This will enable you to (see grouping of alerts)(https://aiops.drdroid.io/issues) in real-time with literally no effort apart from sending alerts via webhook or using the Slack App.
The will enable you to understand how issues, teams, routing, notifications and alerts work in the platform.
This will also expose you to understanding how our platform, on a daily-basis, gives you suggestions and updates your wiki, creates RCA when needed and summarises your noisy alerts.
This will help you understand how DrDroid is designed for real-time noise reduction.
Define a couple of services in the catalog and the data sources of where relevant data for that services lies: For e.g. where it’s metrics / logs are (Grafana/APM tool) or where it’s deployment / code is (Github/Jenkins) or where it’s deployed (k8s, ecs, etc.).
This will enable you to give context of a service to the agent so that it uses the context to debug issues better after it’s raised.

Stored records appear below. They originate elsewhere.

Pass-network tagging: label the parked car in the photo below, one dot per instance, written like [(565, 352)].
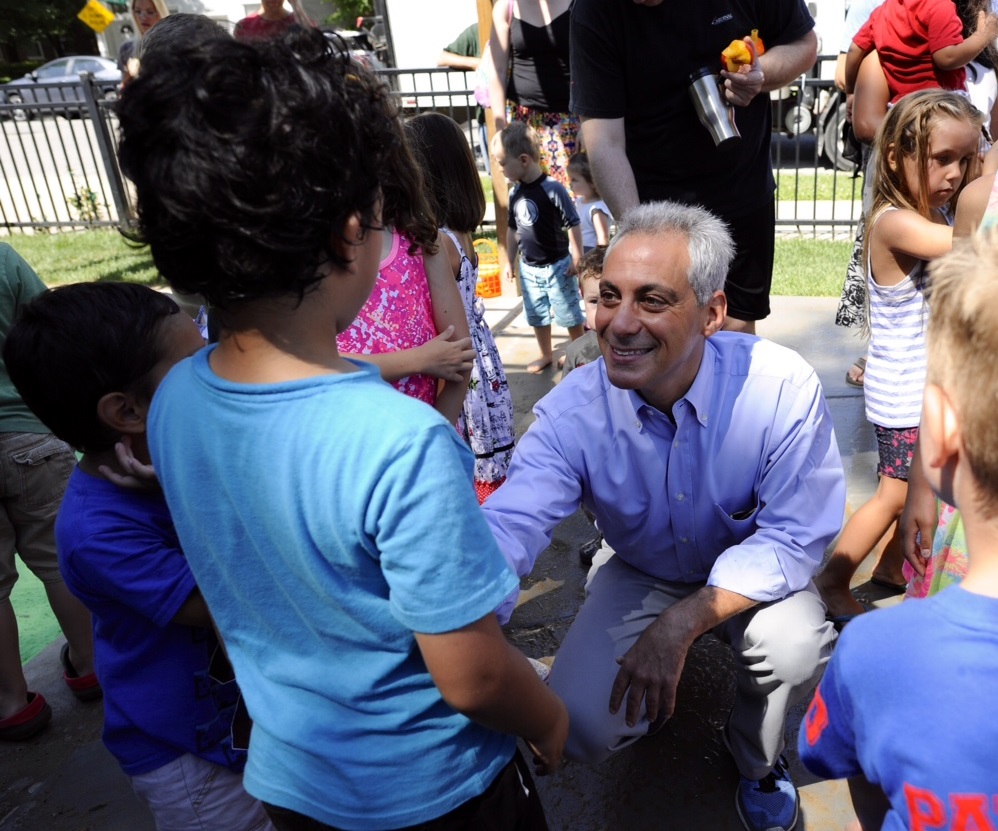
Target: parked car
[(58, 83), (800, 109)]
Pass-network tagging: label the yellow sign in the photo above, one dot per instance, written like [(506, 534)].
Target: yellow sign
[(96, 16)]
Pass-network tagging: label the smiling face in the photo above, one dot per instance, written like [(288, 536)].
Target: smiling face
[(650, 327), (953, 144), (145, 14)]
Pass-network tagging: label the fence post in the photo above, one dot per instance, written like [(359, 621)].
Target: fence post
[(106, 146)]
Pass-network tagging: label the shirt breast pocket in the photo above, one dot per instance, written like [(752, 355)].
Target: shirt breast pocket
[(736, 526)]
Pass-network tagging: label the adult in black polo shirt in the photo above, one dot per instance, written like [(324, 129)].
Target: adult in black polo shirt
[(631, 62)]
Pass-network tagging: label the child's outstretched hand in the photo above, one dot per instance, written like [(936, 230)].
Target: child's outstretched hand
[(447, 359), (135, 475)]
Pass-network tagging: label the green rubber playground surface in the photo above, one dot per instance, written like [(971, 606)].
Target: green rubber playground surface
[(37, 626)]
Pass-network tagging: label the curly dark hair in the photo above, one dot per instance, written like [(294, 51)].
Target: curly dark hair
[(248, 159), (406, 205)]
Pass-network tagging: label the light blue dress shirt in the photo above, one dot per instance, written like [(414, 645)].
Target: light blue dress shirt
[(744, 491)]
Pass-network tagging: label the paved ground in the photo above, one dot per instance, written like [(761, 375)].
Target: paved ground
[(682, 778)]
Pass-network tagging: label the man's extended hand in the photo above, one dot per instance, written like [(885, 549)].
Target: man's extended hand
[(650, 671), (742, 86)]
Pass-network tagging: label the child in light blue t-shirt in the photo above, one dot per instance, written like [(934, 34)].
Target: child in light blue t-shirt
[(329, 519)]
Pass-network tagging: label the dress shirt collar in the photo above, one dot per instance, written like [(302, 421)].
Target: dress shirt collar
[(698, 396)]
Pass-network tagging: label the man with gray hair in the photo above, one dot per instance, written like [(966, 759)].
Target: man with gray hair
[(709, 461)]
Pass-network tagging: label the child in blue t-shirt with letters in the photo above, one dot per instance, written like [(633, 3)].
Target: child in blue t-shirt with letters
[(329, 519)]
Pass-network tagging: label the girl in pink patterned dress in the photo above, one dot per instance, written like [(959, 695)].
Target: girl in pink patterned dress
[(413, 326), (455, 192)]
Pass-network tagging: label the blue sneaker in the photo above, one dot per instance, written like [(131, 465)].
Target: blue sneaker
[(770, 803)]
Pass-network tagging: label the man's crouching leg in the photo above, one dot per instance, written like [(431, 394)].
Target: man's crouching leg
[(780, 650), (620, 603)]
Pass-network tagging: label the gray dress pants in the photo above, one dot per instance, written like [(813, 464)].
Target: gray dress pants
[(780, 650)]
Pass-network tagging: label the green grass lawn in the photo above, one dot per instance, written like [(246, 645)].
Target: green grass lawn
[(84, 256), (803, 267), (792, 185), (37, 626)]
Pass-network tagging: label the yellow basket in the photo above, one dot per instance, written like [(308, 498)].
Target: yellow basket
[(489, 278)]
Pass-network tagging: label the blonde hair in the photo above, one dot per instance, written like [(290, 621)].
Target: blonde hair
[(962, 342), (519, 139), (160, 7), (591, 265), (905, 133)]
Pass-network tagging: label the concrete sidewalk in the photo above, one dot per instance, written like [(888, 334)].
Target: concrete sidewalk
[(64, 780)]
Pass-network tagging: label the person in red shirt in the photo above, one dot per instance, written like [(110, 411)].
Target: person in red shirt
[(920, 44)]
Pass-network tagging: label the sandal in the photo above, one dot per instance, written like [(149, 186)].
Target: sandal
[(85, 688), (28, 721), (860, 364)]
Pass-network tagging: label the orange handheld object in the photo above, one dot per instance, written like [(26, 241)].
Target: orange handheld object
[(738, 54)]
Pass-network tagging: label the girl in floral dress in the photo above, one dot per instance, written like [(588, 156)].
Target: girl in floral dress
[(455, 192), (412, 327)]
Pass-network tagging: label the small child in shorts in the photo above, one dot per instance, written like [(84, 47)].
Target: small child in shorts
[(87, 360), (540, 209), (585, 350)]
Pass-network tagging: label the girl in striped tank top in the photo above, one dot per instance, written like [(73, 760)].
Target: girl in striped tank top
[(927, 150)]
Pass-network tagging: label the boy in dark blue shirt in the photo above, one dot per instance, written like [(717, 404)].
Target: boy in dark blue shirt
[(87, 359), (540, 210), (930, 763)]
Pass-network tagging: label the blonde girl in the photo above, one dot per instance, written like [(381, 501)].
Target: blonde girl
[(927, 150), (594, 215)]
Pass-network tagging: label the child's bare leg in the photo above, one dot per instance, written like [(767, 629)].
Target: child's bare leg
[(74, 620), (861, 534), (543, 335), (13, 689)]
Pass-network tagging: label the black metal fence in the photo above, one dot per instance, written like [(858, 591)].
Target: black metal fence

This will improve alert correlation and root causes analysis while investigating issues.
Once the service to team mapping starts happening, it’ll be easy to quickly move from an alert to respective engineer/document and vice-versa in a couple of clicks.
Define your first team in Team catalog. You can define the escalation & notification policy here along with the on-call rotations and mapping to respective projects in JIRA/Linear/etc.
Create a service and start filling information about the service. You might notice smart recommendations and auto-filling options in this page. These can be leveraged if you do the next step before this current one.
Add integrations:
Decide what integrations are most relevant for that service and add those from the integrations page. We even support integrations to tools that are self-hosted. Please refer to the relevant document for how.
Add integration as datasource in service:
Within a service, you will be required to define data sources. After you have added integrations, you can define them in the UI against that service. This will ensure that when investigating the service, the agent knows exactly where to look up for what data.